No sales or distributions other than as described herein may be effected until
after this Prospectus shall have been appropriately amended or supplemented.

                                 LEGAL OPINIONS

         Certain legal matters in respect of the Common Stock offered hereby
will be passed upon for the Company by Graven Perry Block Brody & Qualls, 523
West Sixth Street, Suite 1130, Los Angeles, California  90014.
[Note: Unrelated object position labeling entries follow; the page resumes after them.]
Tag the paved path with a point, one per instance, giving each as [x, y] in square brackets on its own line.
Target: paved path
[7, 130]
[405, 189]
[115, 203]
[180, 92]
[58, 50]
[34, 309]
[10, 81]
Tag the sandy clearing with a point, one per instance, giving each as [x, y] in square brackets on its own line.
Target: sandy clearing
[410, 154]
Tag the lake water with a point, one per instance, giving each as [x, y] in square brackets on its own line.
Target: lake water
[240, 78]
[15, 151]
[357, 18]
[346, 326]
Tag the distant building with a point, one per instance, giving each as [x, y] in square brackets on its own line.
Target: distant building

                                    EXPERTS

         The consolidated statements and related financial statement schedules
of ADAC Laboratories and Subsidiaries, included in the Report on Form 10-K of
the Company for the fiscal year ended October 2, 1994 referred to above, have
been audited by Coopers & Lybrand, L.L.P., independent accountants, as set
forth in their report dated October 25, 1994, except for Note 10 as to which
the date is December 7, 1994, accompanying such financial statements, and are
incorporated herein by reference in reliance upon the report of such firm,
given upon their authority as experts in accounting and auditing.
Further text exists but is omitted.